Analysis Pipeline for Metagenomic assembly

Pipeline Description

This Pipeline performs metagenomics assembly based on pooled reads from several samples.

It performs the follwing steps:

  1. QC: Software trimmomatic. Adapterclip for Nextera Libraries.

  2. Host removal with bowtie2

Here, two different

  1. Metaassembly of the genomes with metaSPAdes.

Files

Config file

This file is in JSON format.

Tool specifications

  • {tool}_version: the specific version used for the tool

  • {tool}_threads: the number of threads that are used

  • {tool}_hours: the maximum number of hours before the job gets killed

  • {tool}_mem_mb: the maximum number of RAM (in megabytes) to be used by this tool

  • short_sh_commands_threads: Number of threads used for short bash commands. Usually used when one-liners are called.

  • short_sh_commands_hours: Number of hours used for short bash commands.

Data specifications

  • DataFolder: Folder where the data is located

  • extension: File extension (only tested with .gz files, however, it could be fastq.gz or anything.gz)

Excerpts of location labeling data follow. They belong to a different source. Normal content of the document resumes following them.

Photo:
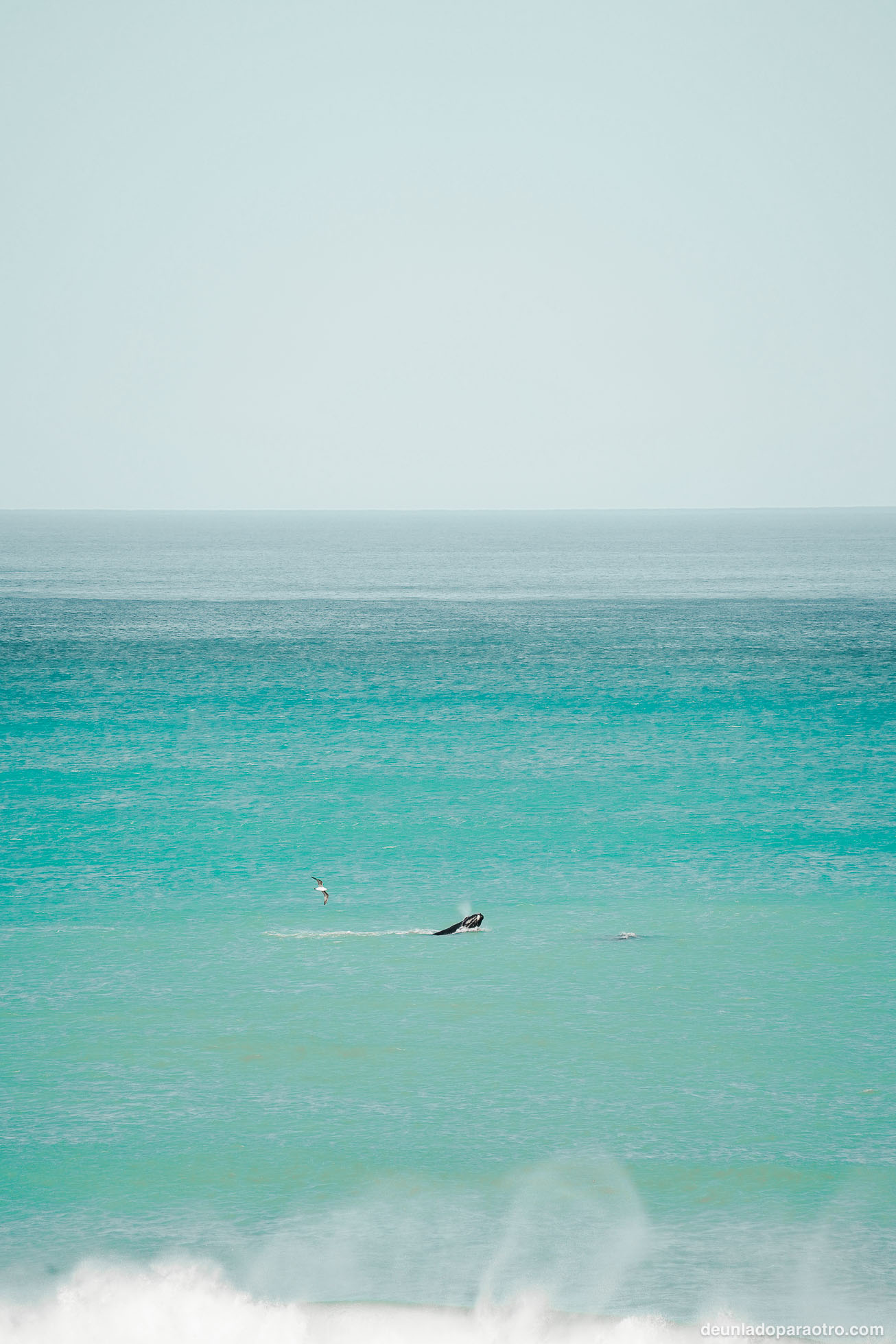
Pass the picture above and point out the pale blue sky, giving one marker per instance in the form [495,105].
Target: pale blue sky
[448,255]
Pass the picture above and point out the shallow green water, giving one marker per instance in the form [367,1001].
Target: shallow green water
[202,1059]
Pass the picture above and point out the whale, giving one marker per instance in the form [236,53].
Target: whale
[461,926]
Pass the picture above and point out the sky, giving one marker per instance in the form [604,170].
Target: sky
[448,255]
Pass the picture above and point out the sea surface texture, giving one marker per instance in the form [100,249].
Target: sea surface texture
[226,1105]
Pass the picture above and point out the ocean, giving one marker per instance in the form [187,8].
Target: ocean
[231,1112]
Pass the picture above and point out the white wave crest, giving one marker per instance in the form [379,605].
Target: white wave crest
[176,1303]
[349,933]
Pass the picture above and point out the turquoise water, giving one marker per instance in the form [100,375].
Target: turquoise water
[679,726]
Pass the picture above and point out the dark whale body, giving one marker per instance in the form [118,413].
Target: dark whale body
[471,922]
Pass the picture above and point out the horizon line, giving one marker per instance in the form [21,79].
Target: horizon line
[630,508]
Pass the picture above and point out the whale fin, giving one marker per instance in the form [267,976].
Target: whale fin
[461,926]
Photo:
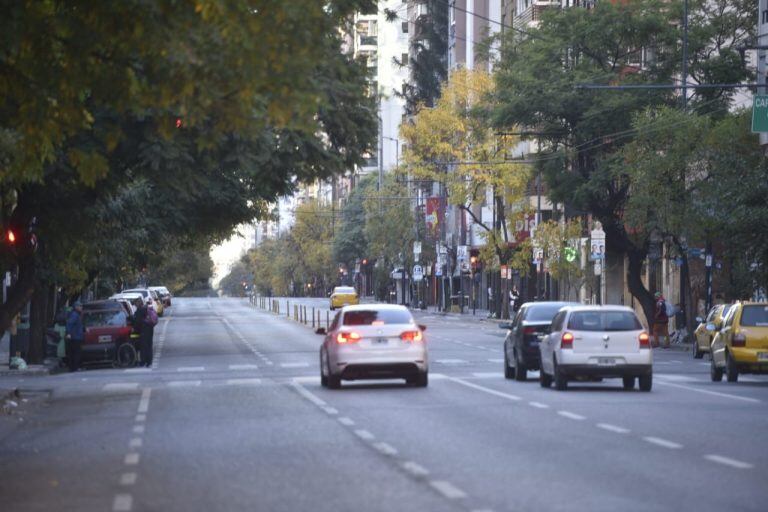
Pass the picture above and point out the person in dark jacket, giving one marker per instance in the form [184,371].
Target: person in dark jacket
[75,335]
[144,330]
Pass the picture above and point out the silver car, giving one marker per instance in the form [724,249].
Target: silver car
[596,342]
[373,341]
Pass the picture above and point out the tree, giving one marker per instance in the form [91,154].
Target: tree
[537,86]
[175,145]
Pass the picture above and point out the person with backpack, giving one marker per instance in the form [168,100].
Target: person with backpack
[144,321]
[660,321]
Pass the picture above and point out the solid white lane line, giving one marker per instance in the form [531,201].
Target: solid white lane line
[243,382]
[729,462]
[183,383]
[121,386]
[308,394]
[144,402]
[707,392]
[571,415]
[415,469]
[613,428]
[386,449]
[128,478]
[447,489]
[483,389]
[663,443]
[243,367]
[122,503]
[364,434]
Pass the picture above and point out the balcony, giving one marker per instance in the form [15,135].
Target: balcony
[532,14]
[368,40]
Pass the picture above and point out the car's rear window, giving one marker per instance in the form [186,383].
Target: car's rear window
[108,317]
[542,313]
[754,316]
[604,321]
[381,317]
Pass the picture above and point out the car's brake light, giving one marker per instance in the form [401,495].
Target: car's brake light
[411,336]
[347,337]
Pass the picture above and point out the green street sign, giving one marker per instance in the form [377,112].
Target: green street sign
[760,114]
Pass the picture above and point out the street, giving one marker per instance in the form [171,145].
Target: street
[232,417]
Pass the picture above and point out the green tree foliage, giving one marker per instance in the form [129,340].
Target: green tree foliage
[581,130]
[131,128]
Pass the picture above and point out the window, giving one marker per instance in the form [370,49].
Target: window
[380,317]
[604,321]
[754,316]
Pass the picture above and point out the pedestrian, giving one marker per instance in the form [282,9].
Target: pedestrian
[660,320]
[514,299]
[75,334]
[145,330]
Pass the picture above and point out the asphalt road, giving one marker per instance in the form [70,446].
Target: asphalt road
[232,417]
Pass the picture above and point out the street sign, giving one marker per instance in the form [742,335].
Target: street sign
[597,244]
[760,114]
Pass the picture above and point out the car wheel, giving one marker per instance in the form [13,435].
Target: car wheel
[508,372]
[697,352]
[646,382]
[521,374]
[730,368]
[715,373]
[561,381]
[545,379]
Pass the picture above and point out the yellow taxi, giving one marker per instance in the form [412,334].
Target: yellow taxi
[343,296]
[741,346]
[703,337]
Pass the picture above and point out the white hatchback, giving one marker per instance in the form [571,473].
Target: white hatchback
[373,341]
[588,342]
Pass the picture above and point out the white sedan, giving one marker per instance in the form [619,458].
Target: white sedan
[373,341]
[594,342]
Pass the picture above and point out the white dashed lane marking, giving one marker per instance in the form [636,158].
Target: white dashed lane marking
[729,462]
[663,443]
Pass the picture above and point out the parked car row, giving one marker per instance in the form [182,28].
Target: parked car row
[572,342]
[736,337]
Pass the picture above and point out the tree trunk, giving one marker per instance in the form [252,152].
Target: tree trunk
[18,294]
[37,325]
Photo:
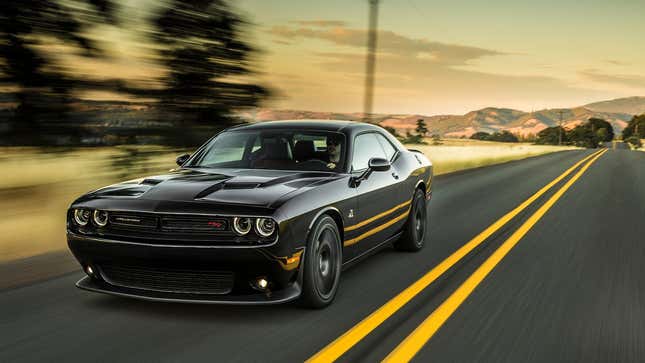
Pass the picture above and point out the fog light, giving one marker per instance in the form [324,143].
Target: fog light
[263,283]
[242,225]
[89,271]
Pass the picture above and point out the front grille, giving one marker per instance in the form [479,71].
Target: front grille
[175,229]
[193,224]
[169,280]
[139,221]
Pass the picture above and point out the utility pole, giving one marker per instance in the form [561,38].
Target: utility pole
[560,129]
[371,58]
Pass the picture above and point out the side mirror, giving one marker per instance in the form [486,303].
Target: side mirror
[379,164]
[181,159]
[375,164]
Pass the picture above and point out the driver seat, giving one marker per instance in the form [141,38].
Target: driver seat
[304,150]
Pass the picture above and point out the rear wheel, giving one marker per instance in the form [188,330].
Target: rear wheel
[414,231]
[322,265]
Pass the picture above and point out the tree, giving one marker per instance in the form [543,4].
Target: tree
[207,61]
[591,133]
[41,87]
[634,141]
[422,128]
[635,127]
[480,135]
[597,125]
[583,136]
[392,131]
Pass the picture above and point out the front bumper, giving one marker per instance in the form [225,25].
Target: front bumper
[290,293]
[142,270]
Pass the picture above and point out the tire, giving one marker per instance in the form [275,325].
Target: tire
[322,265]
[415,229]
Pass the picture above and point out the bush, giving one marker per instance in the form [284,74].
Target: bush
[635,141]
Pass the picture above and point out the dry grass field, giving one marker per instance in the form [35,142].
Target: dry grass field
[39,184]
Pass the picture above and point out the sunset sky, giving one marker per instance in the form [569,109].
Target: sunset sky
[435,57]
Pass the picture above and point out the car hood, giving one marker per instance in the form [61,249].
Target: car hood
[227,186]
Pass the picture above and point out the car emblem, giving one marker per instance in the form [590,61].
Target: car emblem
[215,224]
[124,219]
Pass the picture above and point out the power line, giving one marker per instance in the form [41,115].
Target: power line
[371,57]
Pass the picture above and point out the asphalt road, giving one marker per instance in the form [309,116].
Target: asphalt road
[572,289]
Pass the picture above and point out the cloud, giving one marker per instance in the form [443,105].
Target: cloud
[637,81]
[320,23]
[413,75]
[616,62]
[389,42]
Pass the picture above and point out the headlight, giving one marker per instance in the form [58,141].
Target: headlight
[242,225]
[82,216]
[265,226]
[100,218]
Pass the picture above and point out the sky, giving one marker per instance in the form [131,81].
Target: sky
[433,57]
[450,57]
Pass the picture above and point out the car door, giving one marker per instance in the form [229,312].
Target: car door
[378,197]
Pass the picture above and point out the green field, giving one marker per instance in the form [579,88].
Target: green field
[39,184]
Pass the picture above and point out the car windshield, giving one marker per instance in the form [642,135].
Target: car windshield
[274,149]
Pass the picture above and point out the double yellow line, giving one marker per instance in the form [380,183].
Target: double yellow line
[415,341]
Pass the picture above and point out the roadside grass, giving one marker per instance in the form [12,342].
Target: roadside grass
[38,185]
[454,155]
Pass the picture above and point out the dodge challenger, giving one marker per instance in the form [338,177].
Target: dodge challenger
[261,213]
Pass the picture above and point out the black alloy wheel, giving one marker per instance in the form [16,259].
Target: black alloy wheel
[414,231]
[322,265]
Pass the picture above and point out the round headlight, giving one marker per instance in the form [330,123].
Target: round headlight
[242,225]
[100,218]
[82,216]
[265,226]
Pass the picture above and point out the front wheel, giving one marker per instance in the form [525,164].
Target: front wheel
[414,231]
[322,265]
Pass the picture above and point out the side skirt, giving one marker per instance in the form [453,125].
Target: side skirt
[371,251]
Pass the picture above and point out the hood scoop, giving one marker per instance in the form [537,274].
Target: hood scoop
[219,186]
[150,181]
[241,185]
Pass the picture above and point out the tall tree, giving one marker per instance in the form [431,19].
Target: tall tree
[207,60]
[41,87]
[636,127]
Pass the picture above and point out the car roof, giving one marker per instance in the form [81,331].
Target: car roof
[308,124]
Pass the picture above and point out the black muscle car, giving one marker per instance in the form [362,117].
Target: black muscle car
[261,213]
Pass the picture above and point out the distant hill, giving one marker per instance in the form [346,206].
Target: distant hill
[629,105]
[488,119]
[119,114]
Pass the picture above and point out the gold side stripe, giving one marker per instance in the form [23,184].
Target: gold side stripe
[380,215]
[376,230]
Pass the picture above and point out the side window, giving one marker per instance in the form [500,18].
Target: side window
[387,146]
[366,146]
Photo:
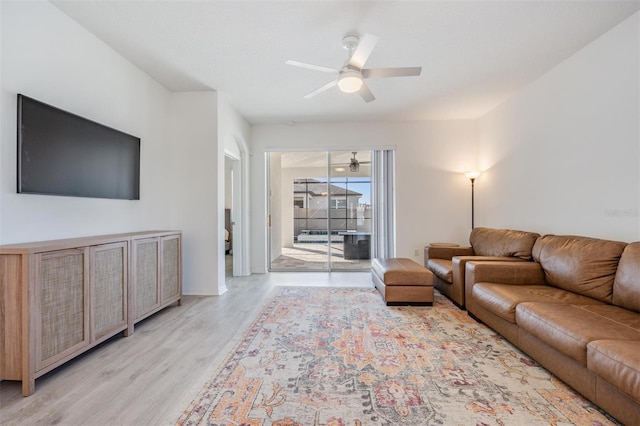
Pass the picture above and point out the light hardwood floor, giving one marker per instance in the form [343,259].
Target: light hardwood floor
[144,379]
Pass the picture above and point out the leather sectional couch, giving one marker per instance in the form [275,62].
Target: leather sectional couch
[575,309]
[487,244]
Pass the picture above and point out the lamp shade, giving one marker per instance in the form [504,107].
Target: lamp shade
[472,175]
[350,81]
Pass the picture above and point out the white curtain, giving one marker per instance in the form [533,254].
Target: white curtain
[383,204]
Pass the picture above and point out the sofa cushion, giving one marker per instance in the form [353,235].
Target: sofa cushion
[442,268]
[502,299]
[582,265]
[618,363]
[569,328]
[502,242]
[626,286]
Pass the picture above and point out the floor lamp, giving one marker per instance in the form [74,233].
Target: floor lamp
[472,177]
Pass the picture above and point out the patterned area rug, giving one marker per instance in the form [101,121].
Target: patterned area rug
[338,357]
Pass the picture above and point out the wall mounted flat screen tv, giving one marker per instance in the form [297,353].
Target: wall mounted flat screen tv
[60,153]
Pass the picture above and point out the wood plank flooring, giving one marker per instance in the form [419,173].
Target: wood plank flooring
[144,379]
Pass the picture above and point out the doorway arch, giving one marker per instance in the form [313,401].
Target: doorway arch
[236,152]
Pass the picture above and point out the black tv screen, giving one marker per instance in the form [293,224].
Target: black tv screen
[60,153]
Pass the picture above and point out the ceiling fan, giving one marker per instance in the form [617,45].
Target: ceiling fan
[350,78]
[354,163]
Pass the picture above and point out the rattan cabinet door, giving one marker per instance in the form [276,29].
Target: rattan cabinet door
[171,282]
[146,276]
[108,290]
[62,314]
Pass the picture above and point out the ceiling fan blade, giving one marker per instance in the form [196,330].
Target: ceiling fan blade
[324,88]
[366,94]
[391,72]
[364,49]
[312,67]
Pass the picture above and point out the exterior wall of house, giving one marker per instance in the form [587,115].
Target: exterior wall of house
[563,155]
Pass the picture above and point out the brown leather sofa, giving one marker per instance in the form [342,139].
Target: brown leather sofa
[487,244]
[575,310]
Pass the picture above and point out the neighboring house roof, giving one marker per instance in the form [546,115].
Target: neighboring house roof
[319,189]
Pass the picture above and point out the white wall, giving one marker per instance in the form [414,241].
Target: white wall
[47,56]
[195,196]
[563,155]
[432,196]
[234,136]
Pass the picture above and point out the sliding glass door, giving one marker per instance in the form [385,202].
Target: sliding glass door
[320,211]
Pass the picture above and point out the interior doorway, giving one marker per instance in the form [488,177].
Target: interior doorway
[229,211]
[320,211]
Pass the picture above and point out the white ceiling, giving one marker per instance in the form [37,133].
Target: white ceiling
[473,53]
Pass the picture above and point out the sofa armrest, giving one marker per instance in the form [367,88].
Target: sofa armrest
[459,264]
[434,252]
[513,273]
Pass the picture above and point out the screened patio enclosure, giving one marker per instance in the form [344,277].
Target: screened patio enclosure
[320,211]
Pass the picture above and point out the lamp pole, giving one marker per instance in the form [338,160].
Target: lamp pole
[472,177]
[473,181]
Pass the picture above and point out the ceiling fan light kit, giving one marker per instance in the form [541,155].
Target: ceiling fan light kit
[350,78]
[350,81]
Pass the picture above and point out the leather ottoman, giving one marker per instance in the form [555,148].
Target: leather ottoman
[402,281]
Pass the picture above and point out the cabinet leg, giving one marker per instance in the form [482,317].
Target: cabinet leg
[129,331]
[28,386]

  • Lanes: Number of lanes that the samples were sequenced. # //TODO: This may produce errors if e.g. sample_1_L1_[...] and sample_2_L2_[...] are present, but not sample_1_L2_[...] and/or sample_2_L1_[...]

  • mates: Paired-end identifier (e.g. R1, R2)

  • defaultIlluminaExt: "001" //TODO: If this is not present, it will produce " __ " and throw errors

Reference Files and other Resources

  • Host reference: The location of the file reference_list.txt (see Reference_files and resources)

Test parameters

These parameters are used for all tools for testing purposes with a small sample data set.

  • testing_threads: Number of threads used for ALL tools in the testing case

  • testing_hours: Number of hours used for ALL tools in the testing case

  • testing_mem_mb: Number of memory in MB used for ALL tools in the testing case

Reference files

The reference files have to be added manually to the pipeline.

The fasta files have to be put into the folder analysis/02_filter_host/reference and a text file has to be generated. The structure of the .txt file looks as follows:

ref1.fasta,ref2.fasta # add as many as needed

Once the fasta files are in the folder, the easiest way to create reference_list.txt is to run the bash command:

ls | grep 'fasta' | paste -sd ',' > reference_list.txt

Creating the test environment

The following commands should produce a test folder. Inside this folder, the same logic is reproduced but the data folder and the configuration about threads, memory and running time are changed.

chmod + x sync_test.sh # requires rsync
./sync_test.sh

This test can be run on the IBU cluster with the command:

cd test;
module load Utils/snakemake
/opt/cluster/software/Conda/miniconda/3/bin/snakemake --printshellcmds --drmaa " --partition=phshort --ntasks=1 --mem={resources.mem_mb} --cpus-per-task={threads} --time={resources.hours}:0 --mail-type=END,FAIL " --latency-wait 300 --jobs 1 --jobname <jobname>_{jobid}

If this test finishes successfully, the whole script can be run.